When we got home, the challenges began. At two years old, my oldest naturally wanted a lot of attention. He was learning so much and loved to do puzzles and play cars with us, but breastfeeding Brooks meant I wasn’t available a lot of the time. This broke my heart, especially having to tell him over and over “not right now” or “baby is eating.” I could see the hurt in his eyes. He was used to me being available whenever I needed him, and he was resentful the first few months, which made things a little tense. Add in that the world shut down a few weeks after coming home, and all of us were home 24/7. This made things even more interesting, as we needed to keep two boys busy and entertained all day every day. I hadn’t quite gotten a handle on two at that point, and it definitely was a rough period.
Even now at four and almost two years old, I still struggle with this part. Both of my boys need such different things and different stimulation. It can be hard to find activities for us to do all together. I have to identify and play to their similarities, so painting and trucks is usually what we land on. When possible, my husband and I try to divide and conquer and play with each of them on their level. They thrive on that personal connection with each of us. Sometimes that looks like a bike ride for my older one with dad while I play trains or read books with the younger one. It isn’t a perfect system, but we are trying our best. Sometimes it looks like chaos and fighting. A LOT of fighting. And SO MUCH NOISE. Sometimes we build train tracks together…only for the younger one to come in and destroy it all. Godzilla strikes again!
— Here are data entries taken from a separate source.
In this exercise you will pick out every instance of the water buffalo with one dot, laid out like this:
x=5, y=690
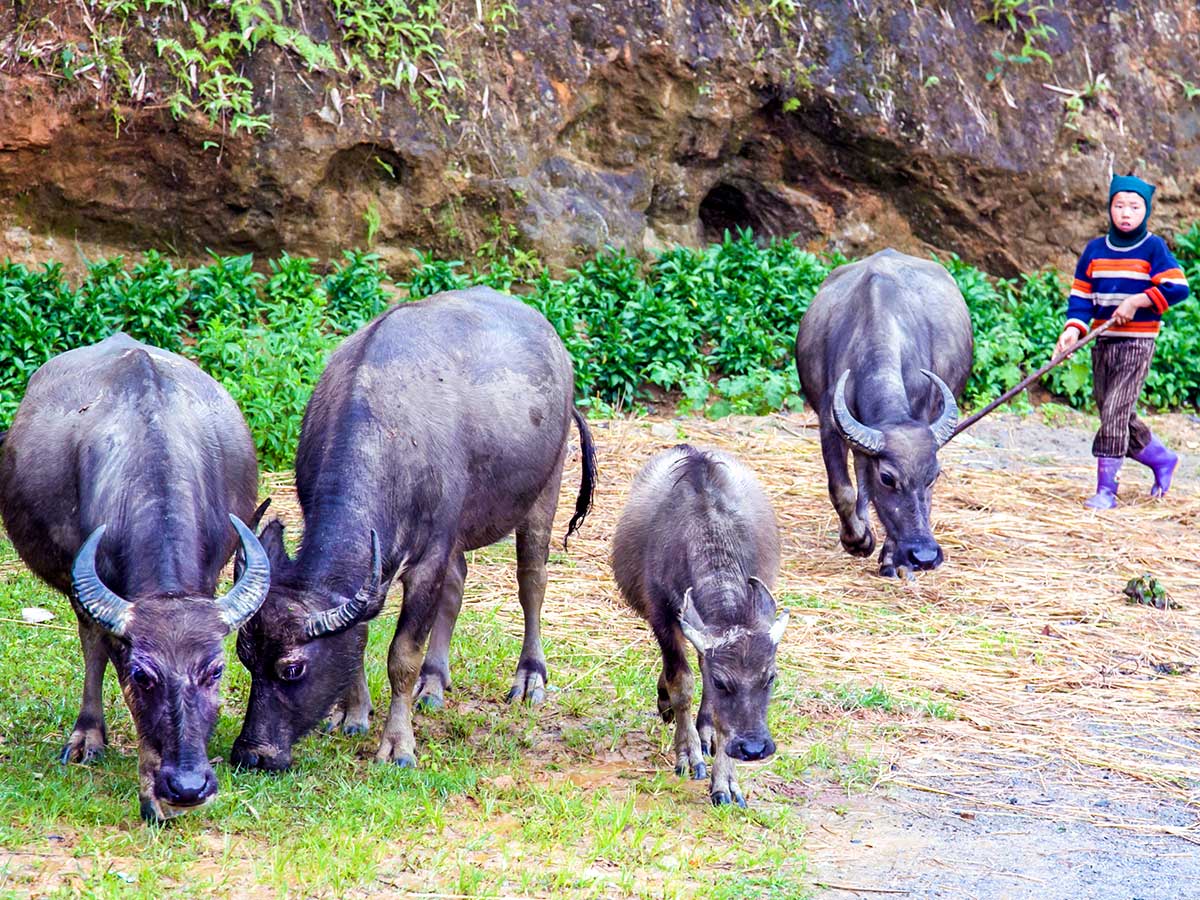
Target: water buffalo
x=438, y=427
x=882, y=353
x=119, y=479
x=695, y=555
The tiredness. Oh the tiredness.
Though the days of sleep deprivation are long behind us, a new kind of tiredness creeps in that only parents of toddlers understand. It truly is go go go from sun up to sun down.It can be hard to get quality time with my husband because we are so mentally exhausted by the end of the day and still have work and house things to get done. I feel like I lost my sense of self in the last couple of years. I stopped doing anything just for me and I felt like a mom with no other identity. It definitely starts to take a toll. But thankfully, that has slowly started to come back now that my kids are getting a little older. I have gotten back into the gym, made an effort to get together with friends, and even started coaching Crossfit classes again. And my husband’s band has picked up steam the last couple of years. For us, life is slowly evening out.
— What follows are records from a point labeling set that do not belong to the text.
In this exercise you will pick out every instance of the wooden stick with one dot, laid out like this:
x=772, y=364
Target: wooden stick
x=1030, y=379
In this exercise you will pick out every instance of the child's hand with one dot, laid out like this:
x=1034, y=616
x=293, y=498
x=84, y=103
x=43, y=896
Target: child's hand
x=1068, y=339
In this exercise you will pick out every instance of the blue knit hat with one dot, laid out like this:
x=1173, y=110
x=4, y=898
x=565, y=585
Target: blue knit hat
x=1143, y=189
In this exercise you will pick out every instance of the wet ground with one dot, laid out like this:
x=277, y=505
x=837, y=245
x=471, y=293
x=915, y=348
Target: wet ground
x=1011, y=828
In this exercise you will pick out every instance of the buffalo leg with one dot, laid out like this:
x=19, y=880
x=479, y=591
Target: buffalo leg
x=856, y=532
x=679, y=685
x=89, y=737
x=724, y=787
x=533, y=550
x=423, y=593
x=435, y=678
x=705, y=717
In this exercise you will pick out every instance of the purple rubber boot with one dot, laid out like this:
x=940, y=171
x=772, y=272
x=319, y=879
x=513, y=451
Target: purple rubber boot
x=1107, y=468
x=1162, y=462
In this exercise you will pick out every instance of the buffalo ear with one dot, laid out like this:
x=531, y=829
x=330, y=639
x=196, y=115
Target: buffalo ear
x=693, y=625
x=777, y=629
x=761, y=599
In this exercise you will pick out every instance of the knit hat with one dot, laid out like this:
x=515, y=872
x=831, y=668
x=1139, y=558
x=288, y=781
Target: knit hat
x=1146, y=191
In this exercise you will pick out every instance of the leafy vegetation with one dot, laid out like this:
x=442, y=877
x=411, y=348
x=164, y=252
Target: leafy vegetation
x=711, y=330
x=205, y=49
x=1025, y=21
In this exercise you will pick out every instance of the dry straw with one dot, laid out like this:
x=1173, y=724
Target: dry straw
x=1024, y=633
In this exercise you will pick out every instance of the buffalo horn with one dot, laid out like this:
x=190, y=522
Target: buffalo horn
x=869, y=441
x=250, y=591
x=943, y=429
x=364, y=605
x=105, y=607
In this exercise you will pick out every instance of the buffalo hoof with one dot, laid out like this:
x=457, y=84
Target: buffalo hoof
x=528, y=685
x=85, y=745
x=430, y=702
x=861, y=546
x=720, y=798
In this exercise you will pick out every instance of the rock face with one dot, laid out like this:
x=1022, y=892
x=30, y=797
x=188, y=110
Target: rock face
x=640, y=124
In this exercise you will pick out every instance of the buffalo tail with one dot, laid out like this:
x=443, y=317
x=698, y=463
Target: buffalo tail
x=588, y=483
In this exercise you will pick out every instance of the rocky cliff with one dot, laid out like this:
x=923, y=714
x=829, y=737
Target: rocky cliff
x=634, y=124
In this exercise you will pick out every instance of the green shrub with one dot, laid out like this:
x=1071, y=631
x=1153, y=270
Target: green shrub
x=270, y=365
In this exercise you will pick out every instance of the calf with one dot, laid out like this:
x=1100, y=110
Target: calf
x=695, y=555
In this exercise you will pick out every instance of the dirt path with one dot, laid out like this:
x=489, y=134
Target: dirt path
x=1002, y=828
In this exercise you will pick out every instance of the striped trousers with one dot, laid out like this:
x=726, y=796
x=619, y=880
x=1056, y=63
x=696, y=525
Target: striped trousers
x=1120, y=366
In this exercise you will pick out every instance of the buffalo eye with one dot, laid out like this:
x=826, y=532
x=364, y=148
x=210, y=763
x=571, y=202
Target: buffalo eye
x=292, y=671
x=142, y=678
I knew having two kids would be tough while they were so little, but I am so thankful that they have each other.
While there have been many challenges over the last few years, there has also been so much joy. Though it is never quiet around here, sometimes the house is full of happiness and laughter. I love listening to them have their own conversations and giggling together. They make up their own games, run races, hunt for monsters, play hide and seek, etc. I love that they want to share a room, even though it’s not necessary. I love how different they are and how they complement each other. The image of them snuggling on the couch, watching tv with one on each side melts my heart. Picking them up from daycare and hearing them both come running off the playground yelling “mommy!” and “mamamamama” like I hadn’t just seen them a few hours ago. Watching them thrive at school, making friends, learning new things everyday. All of it. I am so grateful of how proud and supportive my parents have been throughout my life, and now to feel that pride for my own kids is an amazing feeling.
So yes, it is HARD. And AMAZING. And it is okay for it to be both at the same time.
Jenny Kelley is a middle school teacher and a mom of two awesome boys: Owen is four and Brooks is almost two. She also has a wonderful husband, Nick. Their house is noisy and chaotic and they wouldn’t have it any other way.